Globular Star Cluster Omega Centauri (NGC 5139) is by far the most impressive of all the globular star clusters.
It’s not exclusively a Southern Hemisphere object; it rises above the horizon in the southern US just enough that I was able to get a reasonably good shot of it a number of years ago. I tried again from the Florida Keys when I was at Winter Star Party last February, but there was some kind of dew issue and it just didn’t work out. But with it high in the sky here it’s one of those ‘strike while the iron is hot’ kind of images you’re gonna take when you’re down here.

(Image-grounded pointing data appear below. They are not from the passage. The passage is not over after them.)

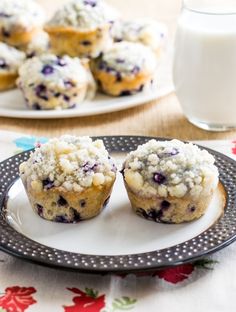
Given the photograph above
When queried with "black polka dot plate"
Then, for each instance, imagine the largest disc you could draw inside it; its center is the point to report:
(117, 240)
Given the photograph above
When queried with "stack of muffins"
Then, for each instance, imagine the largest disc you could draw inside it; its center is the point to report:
(83, 48)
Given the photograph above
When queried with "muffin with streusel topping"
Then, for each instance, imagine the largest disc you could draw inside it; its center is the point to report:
(10, 61)
(170, 181)
(125, 69)
(81, 28)
(51, 82)
(69, 179)
(20, 21)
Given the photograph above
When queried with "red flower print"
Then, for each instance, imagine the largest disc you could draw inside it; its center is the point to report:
(17, 299)
(176, 274)
(87, 301)
(234, 148)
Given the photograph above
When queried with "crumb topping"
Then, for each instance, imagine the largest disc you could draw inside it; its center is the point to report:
(146, 31)
(127, 58)
(10, 58)
(69, 162)
(170, 168)
(48, 82)
(84, 14)
(38, 45)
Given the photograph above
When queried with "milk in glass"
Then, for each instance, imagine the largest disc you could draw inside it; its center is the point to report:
(204, 69)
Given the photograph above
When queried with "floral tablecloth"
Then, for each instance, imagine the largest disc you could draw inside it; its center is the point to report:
(205, 285)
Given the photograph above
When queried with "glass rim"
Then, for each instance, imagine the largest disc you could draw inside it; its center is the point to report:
(187, 6)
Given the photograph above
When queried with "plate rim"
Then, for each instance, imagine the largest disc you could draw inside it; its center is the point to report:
(132, 101)
(147, 263)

One thing about the globulars is they are relatively quick and easy to shoot, and although processing later in the computer is different than doing an intricate nebula, it’s not terribly time consuming or complicated. Exposures are short, only 30 seconds in this case and it all went like clockwork and I had this thing bagged in a couple hours!
So here’s my 2024 version of Omega Centauri:
While this thing looks just like all the globular clusters in the Milky Way (there are about 175 of them) just bigger, there’s a little more to the story that is currently unraveling.
Yes this is the biggest of all the globulars, but not by an incremental amount, it’s more than twice the size of most of the globulars with only one close second and that’s also a Southern Hemisphere resident: globular 47 Tucanae, lurking just at the edge of the Small Magellanic Cloud (SMC).
But there’s one thing about Omega that sets it apart from all the others: nestled in the center is a black hole! This is not a regular feature of globular star clusters and Omega is the only globular known to harbor one. So that’s curious…
However, there are some other objects that pretty much all have black holes in their centers: galaxies! Now, weighing in with nearly 10 million stars, it’s nowhere near the usual range of stars for galaxies which number in the billions, but there’s another oddity about it in that there are a lot of different types and ages of stars. Normal globulars have populations that are a lot more homogenous in both age and star color.
So there’s a lot of speculation that in fact, Omega Centauri is the remaining core of a dwarf galaxy that got too close to the Milky Way, who’s immense combined gravity was able to strip away all of the outer, more loosely held stars leaving only the compact, tightly held inner core of the galaxy intact, still in it’s orbit around the Milky Way center.